5 minutes plus tard, Shay Given peut enfin se mettre en valeur en réalisant une superbe parade sur un tir de Xavi au point de pénalty. On a vraiment l'impression d'assister à un match de Coupe de France, entre un ténor et une équipe amatrice. On attend simplement le moment où l'Espagne va définitivement. Celle-ci arrive tout naturellement à la 70e minute. Et c'est le revenant Torres qui y va de son doublé ! Lancé du bout du pied par l'excellent David Silva, le paria Torres devient le héros "El Nino". Dans tous les bons coups malgré quelques faux-pas techniques, Fernando Torres sort à la 74e minute sous les vivas du peuple espagnol. La rédemption est acquise. Dans la foulée, comme un symbole, la Roja concède sa seule occasion de la rencontre. C'est Robbie Keane qui décoche une lourde frappe à ras de terre et oblige Casillas à se détendre parfaitement. A croire que c'est le match parfait pour les hommes de Vicente Del Bosque. Après l'arrêt de grande classe de Casillas, le nouvel entrant, Cesc Fabregas, marque à son tour à la 83e minute. Suite à un corner mal dégagé, le blaugrana hérite d'un ballon dans la surface et fusille Given violemment. Celui qui a été remplacé par Torres sur la feuille de match montre avec caractère qu'il est tout aussi légitime que son alter ego. C'est une concurrence parfaite qu'a réussi à inculquer le coach espagnol à ses troupes.
Intraitable, excellente sur tous les plans, la Roja n'a pas laissé l'ombre d'une chance à ses adversaires du soir (4-0). Concédant sa deuxième défaite de rang, l'Irlande est d'ores et déjà out. Avec l'élimination de l'Eire, c'est aussi le public le plus chaleureux du championnat d'Europe qui va faire ses valises. Dommage.
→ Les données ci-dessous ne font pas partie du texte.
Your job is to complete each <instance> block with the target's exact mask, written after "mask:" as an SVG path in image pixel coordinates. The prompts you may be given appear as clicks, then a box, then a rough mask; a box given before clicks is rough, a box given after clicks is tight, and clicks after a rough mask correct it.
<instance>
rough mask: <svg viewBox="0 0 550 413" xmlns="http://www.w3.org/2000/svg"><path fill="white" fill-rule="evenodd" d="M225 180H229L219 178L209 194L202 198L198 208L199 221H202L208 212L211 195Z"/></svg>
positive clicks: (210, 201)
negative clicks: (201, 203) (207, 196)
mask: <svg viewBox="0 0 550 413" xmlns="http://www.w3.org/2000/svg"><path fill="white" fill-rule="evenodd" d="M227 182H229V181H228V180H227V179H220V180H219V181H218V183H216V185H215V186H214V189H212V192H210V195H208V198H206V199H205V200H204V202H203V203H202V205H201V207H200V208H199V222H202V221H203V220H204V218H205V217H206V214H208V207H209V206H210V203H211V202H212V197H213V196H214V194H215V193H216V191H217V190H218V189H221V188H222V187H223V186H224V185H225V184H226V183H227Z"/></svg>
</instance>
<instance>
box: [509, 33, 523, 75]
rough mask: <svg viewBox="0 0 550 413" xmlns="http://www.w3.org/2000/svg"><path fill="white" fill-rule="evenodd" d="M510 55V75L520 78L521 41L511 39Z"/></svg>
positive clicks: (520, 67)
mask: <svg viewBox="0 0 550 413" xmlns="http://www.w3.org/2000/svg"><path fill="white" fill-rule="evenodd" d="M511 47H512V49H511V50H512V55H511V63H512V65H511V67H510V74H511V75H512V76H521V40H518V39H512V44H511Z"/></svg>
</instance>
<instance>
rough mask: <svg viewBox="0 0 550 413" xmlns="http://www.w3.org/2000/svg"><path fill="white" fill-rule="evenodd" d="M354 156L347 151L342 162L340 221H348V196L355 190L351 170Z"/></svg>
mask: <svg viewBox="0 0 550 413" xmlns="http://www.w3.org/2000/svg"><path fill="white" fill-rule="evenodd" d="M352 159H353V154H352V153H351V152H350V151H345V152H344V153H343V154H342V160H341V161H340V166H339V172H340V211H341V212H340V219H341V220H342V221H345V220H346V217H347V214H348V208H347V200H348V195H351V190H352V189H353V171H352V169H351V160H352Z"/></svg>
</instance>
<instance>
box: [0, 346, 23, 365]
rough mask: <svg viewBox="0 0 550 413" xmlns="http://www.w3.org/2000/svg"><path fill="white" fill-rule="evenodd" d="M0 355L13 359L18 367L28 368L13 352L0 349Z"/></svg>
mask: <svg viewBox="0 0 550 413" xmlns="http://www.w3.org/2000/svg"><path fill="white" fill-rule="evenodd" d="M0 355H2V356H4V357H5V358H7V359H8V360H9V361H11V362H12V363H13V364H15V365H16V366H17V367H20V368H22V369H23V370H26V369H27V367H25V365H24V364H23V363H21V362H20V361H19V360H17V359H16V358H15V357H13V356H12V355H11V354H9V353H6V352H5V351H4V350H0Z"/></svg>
De son côté, la Roja rappelle à ses futurs adversaires qu'elle reste après tout le favori de la compétition.

Belle victoire, mais malgré ses buts je trouve Torres lent et maladroit...(il a vendagé pas mal d'occasions...)je ne me réposerais pas sur cette victoire pour tirer des conclusions hâtives, Villa manke vraiment à cette équipe, Fabregas n'est pas un 09, il tergiverse bcp et n'a pas le sens du but et si on testait LLorente ou Pedro en pointe.
torres restera tjr l hero de l espagne il a montré o match precedent kon pe gardé la confiance en l8.
A un certain moment j ai oublie que la Roja jouait c est le Barca personifie !!
trincouch, exact sur les relances et en partant de la surface je voyais le jeu du barça...a 1 but près il y avait "une manita"...belle victoire et démonstration de foot...un super iniesta, je voudrais voir Llorente en pointe, pour le dernier match de poule vicente del bosque devrais faire tourner l'éffectif je pense...
Torres est un grand joueur, l'Espagne a beaucoup besoin de lui,s'il le laisse tombé ils sont foutus.